Today The Washington Times published a column from Northern Virginia business and political leader Tim Parrish explaining the unique nature of the Commonwealth’s proposed public-private partnership to develop a sports and entertainment district in Potomac Yard, the deal’s protections for taxpayers, and the significant statewide benefits the project will deliver.
This follows columns from the National Landing Business Improvement District and Arlington Chamber of Commerce, the Greater Washington Partnership, former Secretary of Finance and Transportation Aubrey Layne, and Southwest Virginia business leaders Nancy Howell Agee and Heywood Fralin explaining the monumental opportunity that Virginia has to land two professional sports franchises and spur growth throughout Virginia and the greater Washington region.
Gov. Youngkin’s deal with Monumental Sports and Entertainment is good for Virginia
By Tim Parrish | Washington Times | Tuesday, February 6, 2024
When politicians strike a deal to build a new stadium or invite a sports team to their state, the typical framework for such deals is often questionable.
It usually looks something like this: New taxes or tax increases are used to finance the projects upfront. Billions of dollars in public resources are shelled out to build a shiny new stadium — often in the same city where a venue already exists. Billionaire owners glad-hand local officials, and taxpayers foot the bill.
But Gov. Glenn Youngkin is not a typical politician. And the partnership he struck with Monumental Sports and Entertainment is unquestionably good for Virginia.
The deal that Mr. Youngkin — a conservative and successful businessman with much experience in this arena — struck with Monumental is also highly unusual.
Consider recent deals for new stadiums elsewhere. Venues for the Tennessee Titans, Buffalo Bills, Las Vegas Raiders and Oklahoma City Thunder were all financed using some combination of state and local bonds. Some were also financed with hundreds of millions of taxpayer dollars upfront.

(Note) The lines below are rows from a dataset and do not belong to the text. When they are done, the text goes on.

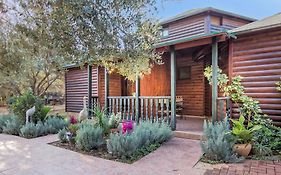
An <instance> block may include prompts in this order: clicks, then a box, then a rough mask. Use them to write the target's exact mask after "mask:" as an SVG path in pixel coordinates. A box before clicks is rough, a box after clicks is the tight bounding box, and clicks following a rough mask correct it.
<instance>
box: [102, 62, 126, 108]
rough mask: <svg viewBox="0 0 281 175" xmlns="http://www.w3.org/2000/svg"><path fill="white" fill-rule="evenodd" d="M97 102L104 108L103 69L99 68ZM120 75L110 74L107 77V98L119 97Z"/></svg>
mask: <svg viewBox="0 0 281 175" xmlns="http://www.w3.org/2000/svg"><path fill="white" fill-rule="evenodd" d="M98 80H99V102H100V105H101V106H104V100H105V96H104V90H105V80H104V68H102V67H99V79H98ZM121 87H122V85H121V75H119V74H117V73H112V74H110V75H109V96H121Z"/></svg>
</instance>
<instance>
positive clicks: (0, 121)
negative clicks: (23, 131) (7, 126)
mask: <svg viewBox="0 0 281 175" xmlns="http://www.w3.org/2000/svg"><path fill="white" fill-rule="evenodd" d="M11 117H12V115H10V114H8V115H0V133H2V132H3V128H4V126H6V122H7V121H8V120H10V119H11Z"/></svg>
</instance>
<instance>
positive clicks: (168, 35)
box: [162, 29, 169, 38]
mask: <svg viewBox="0 0 281 175" xmlns="http://www.w3.org/2000/svg"><path fill="white" fill-rule="evenodd" d="M168 36H169V30H168V29H163V30H162V37H163V38H165V37H168Z"/></svg>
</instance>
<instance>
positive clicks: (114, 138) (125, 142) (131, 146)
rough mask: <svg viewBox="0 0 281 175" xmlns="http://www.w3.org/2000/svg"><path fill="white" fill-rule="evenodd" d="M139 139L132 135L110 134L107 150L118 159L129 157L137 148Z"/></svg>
mask: <svg viewBox="0 0 281 175" xmlns="http://www.w3.org/2000/svg"><path fill="white" fill-rule="evenodd" d="M138 145H139V138H138V137H137V136H136V135H134V134H128V133H126V134H124V135H123V134H118V133H115V134H110V137H109V139H108V141H107V149H108V152H109V153H110V154H112V155H113V156H116V157H119V158H126V157H129V156H131V155H132V154H133V153H134V152H135V151H136V150H137V148H138Z"/></svg>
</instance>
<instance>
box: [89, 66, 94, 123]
mask: <svg viewBox="0 0 281 175" xmlns="http://www.w3.org/2000/svg"><path fill="white" fill-rule="evenodd" d="M92 68H93V67H92V65H89V64H88V117H89V118H90V117H91V116H92V111H93V104H92V97H93V94H92V73H93V72H92Z"/></svg>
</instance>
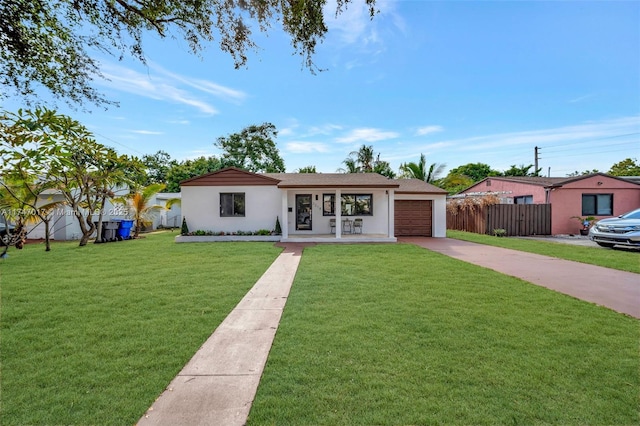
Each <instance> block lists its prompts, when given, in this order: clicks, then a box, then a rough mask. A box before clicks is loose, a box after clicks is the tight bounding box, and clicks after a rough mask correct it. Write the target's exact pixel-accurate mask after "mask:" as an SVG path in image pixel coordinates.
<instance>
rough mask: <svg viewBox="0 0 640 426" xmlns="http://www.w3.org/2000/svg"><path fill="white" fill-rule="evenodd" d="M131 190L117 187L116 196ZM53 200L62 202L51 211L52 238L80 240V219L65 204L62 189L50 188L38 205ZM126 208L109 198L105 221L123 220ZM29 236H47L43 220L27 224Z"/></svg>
mask: <svg viewBox="0 0 640 426" xmlns="http://www.w3.org/2000/svg"><path fill="white" fill-rule="evenodd" d="M128 192H129V188H117V189H115V190H114V193H115V196H116V197H122V196H124V195H126V194H127V193H128ZM53 202H60V204H59V205H58V206H57V207H56V208H55V209H54V210H53V211H52V213H51V222H50V225H51V228H50V230H49V236H50V238H51V239H52V240H58V241H70V240H79V239H80V237H81V236H82V231H81V230H80V225H79V224H78V219H77V218H76V216H75V215H74V213H73V210H72V209H71V207H69V206H68V205H66V204H65V198H64V196H63V195H62V193H61V192H60V191H57V190H54V189H52V190H48V191H45V192H44V193H43V194H42V195H40V197H39V199H38V203H37V206H43V205H46V204H50V203H53ZM125 213H126V209H125V208H123V206H122V205H120V204H118V203H115V202H113V201H112V200H107V201H106V205H105V206H104V208H103V217H102V220H103V221H105V222H106V221H110V220H122V219H126V218H127V216H126V215H125ZM93 219H94V221H97V220H98V215H97V214H95V215H94V216H93ZM27 232H28V238H30V239H44V238H45V226H44V224H43V223H42V222H38V223H36V224H35V225H27Z"/></svg>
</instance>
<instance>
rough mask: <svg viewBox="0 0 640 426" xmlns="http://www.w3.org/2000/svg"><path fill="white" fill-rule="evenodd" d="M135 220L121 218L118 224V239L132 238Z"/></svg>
mask: <svg viewBox="0 0 640 426" xmlns="http://www.w3.org/2000/svg"><path fill="white" fill-rule="evenodd" d="M132 227H133V220H121V221H120V225H119V226H118V239H123V240H128V239H129V238H131V228H132Z"/></svg>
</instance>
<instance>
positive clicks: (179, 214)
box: [150, 192, 182, 229]
mask: <svg viewBox="0 0 640 426" xmlns="http://www.w3.org/2000/svg"><path fill="white" fill-rule="evenodd" d="M181 196H182V194H181V193H179V192H161V193H158V194H156V195H154V197H153V199H152V200H151V203H150V204H151V205H153V204H156V205H159V206H161V207H162V210H160V211H159V212H158V213H157V214H156V215H155V217H154V219H153V229H158V228H179V227H180V225H182V208H181V203H180V202H177V203H175V202H174V203H173V204H172V206H171V208H170V209H167V208H166V207H167V201H169V200H175V199H178V200H179V199H180V198H181Z"/></svg>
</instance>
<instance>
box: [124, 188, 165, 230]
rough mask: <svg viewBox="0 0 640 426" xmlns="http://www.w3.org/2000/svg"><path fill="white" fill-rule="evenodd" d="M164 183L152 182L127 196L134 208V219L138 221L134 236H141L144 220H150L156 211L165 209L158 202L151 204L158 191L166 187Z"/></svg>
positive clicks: (135, 228) (133, 207) (135, 220)
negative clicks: (153, 182) (162, 209)
mask: <svg viewBox="0 0 640 426" xmlns="http://www.w3.org/2000/svg"><path fill="white" fill-rule="evenodd" d="M165 186H166V185H165V184H164V183H152V184H151V185H149V186H145V187H144V188H141V189H138V190H136V191H134V192H132V193H131V194H129V195H128V196H127V197H126V200H125V202H126V203H127V205H128V206H129V207H130V208H131V210H133V219H134V220H135V222H136V228H135V232H134V234H133V238H138V237H139V236H140V231H141V230H142V224H143V222H145V221H147V220H149V219H150V218H151V217H152V216H153V214H154V213H155V212H157V211H158V210H161V209H163V207H162V206H160V205H158V204H154V205H149V202H150V201H151V199H152V198H153V196H154V195H156V194H157V193H158V192H160V191H162V190H163V189H164V188H165Z"/></svg>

Those deals used traditional general obligation, or GO, bonds, which basically leave taxpayers on the hook to fund a project with funding that would otherwise be used for roads, water systems and other state infrastructure.
Mr. Youngkin took a different tack. Instead of a taxpayer-guaranteed GO bond, the governor made a deal with Monumental Sports and Entertainment to use a revenue bond tied solely to the arena itself. Revenue bonds are exactly what they sound like: They’re guaranteed to pay for themselves, solely and exclusively using the revenue generated from individual projects.
That’s good news for Virginia taxpayers. The new Entertainment District will fund itself with revenue generated by ticket sales, parking and other activities associated with the arena.